School-to-work transition programs require continued career development as students connect work-based learning with school-based learning. Employability skills, job finding, and job keeping skills are all part of the competencies which students must master as they consider their future role in the world of work. Resume writing, interviewing, skills analysis, team problem solving are but a few of the abilities that young people need to take to the workplace. Job shadows and industry visits can further connect the school to future employment. High schools must accept responsibility for assuring that every student has the opportunity to be prepared to achieve economic success.
Beyond High School
Student development professionals in community colleges, four-year colleges, and universities assist adults of all ages in career planning and decision making. In career centers or counseling offices, career faculty and staff offer a broad spectrum of programs and services to diverse populations. To help students/clients choose/change a major and/or identify potential occupations, colleges provide assessment of interests, aptitudes, values, and work styles. Career Development Centers furnish career and transfer information in multimedia with career libraries providing materials about colleges, graduate and professional schools as well as a full array of occupational data. Colleges provide career development classes, and individual or group counseling sessions to assist special populations, including new high school graduates. Many college provide cooperative education, internships, and other types of work experience to support career clarification and implementation.

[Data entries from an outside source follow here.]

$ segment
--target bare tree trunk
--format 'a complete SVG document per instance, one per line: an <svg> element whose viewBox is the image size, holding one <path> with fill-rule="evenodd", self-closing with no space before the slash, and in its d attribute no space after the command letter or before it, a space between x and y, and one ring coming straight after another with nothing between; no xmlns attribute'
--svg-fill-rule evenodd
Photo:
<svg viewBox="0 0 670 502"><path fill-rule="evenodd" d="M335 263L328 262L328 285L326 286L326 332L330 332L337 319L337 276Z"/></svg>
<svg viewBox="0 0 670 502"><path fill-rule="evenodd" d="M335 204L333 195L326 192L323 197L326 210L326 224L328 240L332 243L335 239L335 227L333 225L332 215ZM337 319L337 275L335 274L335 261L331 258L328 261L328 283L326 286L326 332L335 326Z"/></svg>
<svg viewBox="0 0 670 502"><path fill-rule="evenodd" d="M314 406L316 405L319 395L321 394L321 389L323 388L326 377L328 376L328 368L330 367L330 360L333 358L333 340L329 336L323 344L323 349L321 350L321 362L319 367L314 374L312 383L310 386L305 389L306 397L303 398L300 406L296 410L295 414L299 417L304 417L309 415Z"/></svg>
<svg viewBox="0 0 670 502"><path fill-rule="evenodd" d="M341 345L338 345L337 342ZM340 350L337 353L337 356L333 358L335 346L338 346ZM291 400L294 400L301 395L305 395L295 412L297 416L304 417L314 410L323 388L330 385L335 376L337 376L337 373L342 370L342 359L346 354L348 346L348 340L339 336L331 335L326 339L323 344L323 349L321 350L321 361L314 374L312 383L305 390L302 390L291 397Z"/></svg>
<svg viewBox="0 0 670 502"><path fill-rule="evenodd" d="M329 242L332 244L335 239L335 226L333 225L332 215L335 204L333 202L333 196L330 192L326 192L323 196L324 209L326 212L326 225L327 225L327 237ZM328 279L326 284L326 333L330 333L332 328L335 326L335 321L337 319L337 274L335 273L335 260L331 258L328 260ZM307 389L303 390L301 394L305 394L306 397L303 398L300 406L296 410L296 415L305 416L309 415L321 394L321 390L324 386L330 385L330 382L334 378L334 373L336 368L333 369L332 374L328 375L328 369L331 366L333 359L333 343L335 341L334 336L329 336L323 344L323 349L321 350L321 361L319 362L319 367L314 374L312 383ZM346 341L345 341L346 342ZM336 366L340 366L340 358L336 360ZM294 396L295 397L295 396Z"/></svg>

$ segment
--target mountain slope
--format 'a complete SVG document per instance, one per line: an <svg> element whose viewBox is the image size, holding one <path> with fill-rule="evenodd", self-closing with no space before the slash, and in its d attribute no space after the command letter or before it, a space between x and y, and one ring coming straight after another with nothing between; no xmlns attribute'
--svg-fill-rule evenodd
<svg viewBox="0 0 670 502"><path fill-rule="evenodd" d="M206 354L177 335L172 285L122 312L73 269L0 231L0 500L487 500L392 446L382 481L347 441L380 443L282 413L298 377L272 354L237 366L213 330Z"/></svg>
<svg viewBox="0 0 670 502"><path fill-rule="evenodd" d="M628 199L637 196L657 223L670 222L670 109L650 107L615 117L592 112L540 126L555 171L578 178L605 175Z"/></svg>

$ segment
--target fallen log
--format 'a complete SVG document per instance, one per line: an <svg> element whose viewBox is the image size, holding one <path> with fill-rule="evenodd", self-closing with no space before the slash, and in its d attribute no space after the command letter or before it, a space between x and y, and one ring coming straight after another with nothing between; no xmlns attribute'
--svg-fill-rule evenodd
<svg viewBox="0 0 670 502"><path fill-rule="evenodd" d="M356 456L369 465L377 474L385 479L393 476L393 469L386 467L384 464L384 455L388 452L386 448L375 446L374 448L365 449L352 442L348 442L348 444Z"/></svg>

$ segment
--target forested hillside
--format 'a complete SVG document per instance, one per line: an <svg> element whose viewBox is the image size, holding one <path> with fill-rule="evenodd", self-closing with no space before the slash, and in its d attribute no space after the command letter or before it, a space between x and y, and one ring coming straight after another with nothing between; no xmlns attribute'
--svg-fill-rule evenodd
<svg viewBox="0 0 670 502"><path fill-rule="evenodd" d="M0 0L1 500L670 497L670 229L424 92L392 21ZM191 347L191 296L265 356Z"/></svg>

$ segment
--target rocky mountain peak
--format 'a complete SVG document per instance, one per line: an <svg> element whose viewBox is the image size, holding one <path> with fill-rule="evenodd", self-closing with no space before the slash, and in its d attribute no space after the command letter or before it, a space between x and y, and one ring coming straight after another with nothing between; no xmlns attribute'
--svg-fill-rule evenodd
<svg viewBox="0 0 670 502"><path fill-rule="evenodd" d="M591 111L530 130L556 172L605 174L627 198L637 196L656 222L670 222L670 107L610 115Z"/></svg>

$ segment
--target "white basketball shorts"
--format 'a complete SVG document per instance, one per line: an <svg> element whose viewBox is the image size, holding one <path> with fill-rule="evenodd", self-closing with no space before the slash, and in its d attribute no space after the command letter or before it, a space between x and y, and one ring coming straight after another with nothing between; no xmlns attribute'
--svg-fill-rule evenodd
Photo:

Colleges sponsor career, job, and transfer fairs and programs which promote relationships with area employers and other colleges and graduate schools. College career professionals often rely on alumni to serve as career contacts and mentors and provide career services to alumni. Career centers maintain job listings and assist in job placement for graduates. To support job search activities, career personnel offer workshops on resume writing, interviewing, and portfolio development. College career professionals promote the belief that career development is a lifelong process.
Community and technical colleges have a special role in the school-to-work transition programs. It is imperative that they work with high schools to assure a smooth transitions into specialized training. Articulation agreements with specific high school and postsecondary course sequences can maximize the educational experience for the student.